'Delhi gangrape accused Ram Singh made our lives hell'
'Delhi gangrape accused Ram Singh made our lives hell'
They remember Ram Singh as a violent man who used to drink heavily and harass women.

New Delhi: Some of Ram Singh's neighbours grimaced with disgust as they remembered a man they described as a menace, who was violent, drank heavily and used to harass women by peeking at them as they undressed. The alleged ringleader in a gangrape and murder case that sparked outrage across India, Singh was found dead in his prison cell on Monday, once again putting the Delhi slum he used to call home in an unwanted spotlight.

"People had forgotten about this whole thing. Now all of sudden, this idiot hangs himself and look how this is in focus again," said an autorickshaw driver in the cramped and grubby Ravidass Camp slum. "He won't let us live in peace. Whatever peace we were slowly getting has now gone again."

Singh was accused along with four other men and a juvenile of raping and fatally wounding a 23-year-old woman on a moving bus in December. All six pleaded not guilty although police say Singh had confessed to the crime under interrogation. Authorities in Delhi's Tihar jail said Singh hanged himself before dawn. His father rejected that explanation, saying he believed his son was murdered.

"He confessed about his mistake, then why would he commit suicide? He was prepared for any punishment the government would have given him," Mange Lal Singh told reporters in his home in the slum. "Ram Singh did not commit suicide, he was murdered. He was first murdered and then his clothes were torn off to hang his corpse in his cell," he said.

Legal experts said Singh's death does not undermine the prosecution's case against the other accused, which was largely based on DNA evidence and the testimony of the rape victim before she died and her friend. "There will be no impact on the trial. This is a case of gang rape where all are held equally responsible, you can't say one is more to blame than the other," said Rebecca Mammen John, a Supreme Court lawyer who has worked on many rape cases.

Ram Singh, 34, and his brother Mukesh, who was also accused in the case, were originally from Rajasthan. They migrated to Delhi in search of work in the late 1990s. Ram Singh found work as a bus driver, a job he stuck with even after an accident in 2009 that fractured his right arm so badly that doctors had to insert a rod to support it.

He later appeared on a reality TV show in a compensation dispute with a bus owner, who in turn accused Singh of "drunken, negligent and rash driving". In the show, the moustachioed, slightly-built man was seen walking stiffly and holding his right arm at an awkward angle. Singh and three of the other accused lived in a poor pocket in the otherwise largely middle-class neighbourhood of RK Puram, whose tree-lined boulevards contrast with the narrow lanes and open sewers of their slum.

Menace

Residents say Singh, a heavy drinker with a violent temper, was a menace to an otherwise peaceful neighbourhood. They said they remember an elderly woman confronting Singh about why he was always drunk. He is said to have replied, "Let me have my way. I will be world famous like this one day."

One neighbour, 19-year-old Priya, remembers Singh as a "disgusting" man. "Sometimes, while we were changing clothes or bathing, he would peep into our house. When confronted, he would be very rude and say it's his right to stand anywhere."

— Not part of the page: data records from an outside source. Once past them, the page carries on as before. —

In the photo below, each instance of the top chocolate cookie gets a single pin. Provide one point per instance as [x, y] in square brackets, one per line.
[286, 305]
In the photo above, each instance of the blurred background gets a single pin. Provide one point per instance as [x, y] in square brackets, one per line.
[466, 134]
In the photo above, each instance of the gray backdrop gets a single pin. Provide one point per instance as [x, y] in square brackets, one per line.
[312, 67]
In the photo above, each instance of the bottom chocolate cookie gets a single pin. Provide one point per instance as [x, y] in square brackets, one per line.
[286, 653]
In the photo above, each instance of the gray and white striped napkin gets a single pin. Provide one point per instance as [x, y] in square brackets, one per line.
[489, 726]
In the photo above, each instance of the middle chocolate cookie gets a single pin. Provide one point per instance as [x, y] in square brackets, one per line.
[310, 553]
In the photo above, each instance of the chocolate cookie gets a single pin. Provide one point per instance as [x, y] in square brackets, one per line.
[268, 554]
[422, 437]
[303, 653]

Singh eloped with a neighbour, a married mother of three, more than a decade ago, residents say. She died in 2008 and Singh eventually came back to the slum. Although he had few friends, one slum resident said Singh was often seen with four people who were later to become his fellow accused in the gangrape case.

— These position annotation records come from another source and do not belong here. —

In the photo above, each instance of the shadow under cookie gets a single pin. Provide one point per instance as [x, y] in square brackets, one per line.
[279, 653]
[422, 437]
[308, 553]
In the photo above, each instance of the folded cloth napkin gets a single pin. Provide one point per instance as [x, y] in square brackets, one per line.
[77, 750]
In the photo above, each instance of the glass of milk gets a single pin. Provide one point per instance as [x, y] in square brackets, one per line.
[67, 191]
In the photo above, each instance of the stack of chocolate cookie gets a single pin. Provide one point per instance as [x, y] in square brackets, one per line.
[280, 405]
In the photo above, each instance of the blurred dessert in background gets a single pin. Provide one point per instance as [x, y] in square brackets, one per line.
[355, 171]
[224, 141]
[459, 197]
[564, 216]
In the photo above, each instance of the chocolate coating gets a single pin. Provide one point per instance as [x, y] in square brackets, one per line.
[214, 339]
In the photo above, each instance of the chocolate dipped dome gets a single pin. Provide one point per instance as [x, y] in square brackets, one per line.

The police report used to charge the accused draws a picture of Singh as the ringleader of the group. On the night of December 16, the accused gathered at his house for dinner, where he hatched a plan of taking the bus out to look for a victim to rape. The police say they found him sitting in the blood-stained school bus, wearing a bloodied T-shirt, the morning after the crime. A DNA test revealed that the blood belonged to the rape victim, the report said.

After the attack, Singh tried to wipe the bus clean with the victims' clothes, then made a fire to burn the clothes and other evidence. Witnesses from the neighbourhood he lived in came to the fire to warm themselves, the report said. The case brought infamy to the Ravidass slum, residents say. "This has become famous for wrong reasons and has made our lives hell," said a local electrician, who declined to be named.